Whatever was her reluctance to quitting the spot, where her memory was every moment fed with cherished recollections, she could not hesitate to depart; but, when Juliet, in consonance with her inclination and her promise, prepared to accompany her, that hydra-headed intruder upon human schemes and desires, Difficulty, arose, in as many shapes as she could form projects, to impede her wishes. Money they had none: even for the return to town of Gabriella, her husband was fain to have recourse for aid to certain admirable persons, whose benevolence had enabled her, upon the illness of her son, to quit it for Brighthelmstone: and, in a situation of indigence so obvious, could they propose carrying away with them the work with which they were entrusted?

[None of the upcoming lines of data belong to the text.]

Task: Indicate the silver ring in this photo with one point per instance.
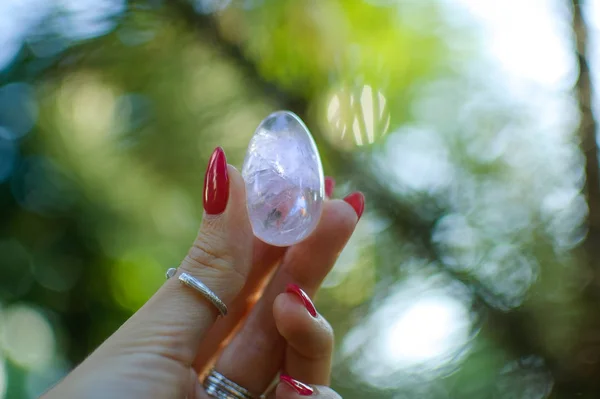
(220, 387)
(199, 286)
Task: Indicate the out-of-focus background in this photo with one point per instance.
(468, 124)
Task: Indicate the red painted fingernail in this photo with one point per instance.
(329, 186)
(294, 289)
(357, 201)
(216, 183)
(300, 387)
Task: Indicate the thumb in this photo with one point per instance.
(176, 318)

Juliet, indeed, had still Harleigh’s bank notes in her possession; but she turned inflexibly from the temptation of adopting a mode of conduct, which she had always condemned as weak and degrading; that of investing circumstance with decision, in conscientious dilemmas.
These terrible obstacles broke into all their plans, their wishes, their happiness; involved them in new distress, deluged them in tears, and, after every effort with which ingenious friendship could combat them, ended in compelling a separation. Gabriella embraced, with pungent affliction, the sorrowing Juliet; shed her last bitter tears over the grave of her lost darling, and, by the assistance of the angelic beings1 already hinted at, whose delicacy, whose feeling, whose respect for misfortune, made their beneficence as balsamic to sensibility, as it was salutary to want, returned alone to the capital.
Juliet thus, perforce, remaining, and once again left to herself, was nearly overwhelmed with grief at a stroke so abrupt and unexpected; so ruinous to her lately acquired contentment, and dearly prized social enjoyment. Yet she suffered not regret and disappointment to consume her time, however cruelly they preyed upon her spirits, and demolished her comfort. Solitarily she continued the employment which she had socially begun; but without relaxing in diligence and application, without permitting herself the smallest intermission that could be avoided: urged not alone to maintain herself, and to replace what she had touched of the deposit of Harleigh, but excited, yet more forcibly, by the fond hope of rejoining her friend; to which she eagerly looked forward, as the result and reward of her activity and labour.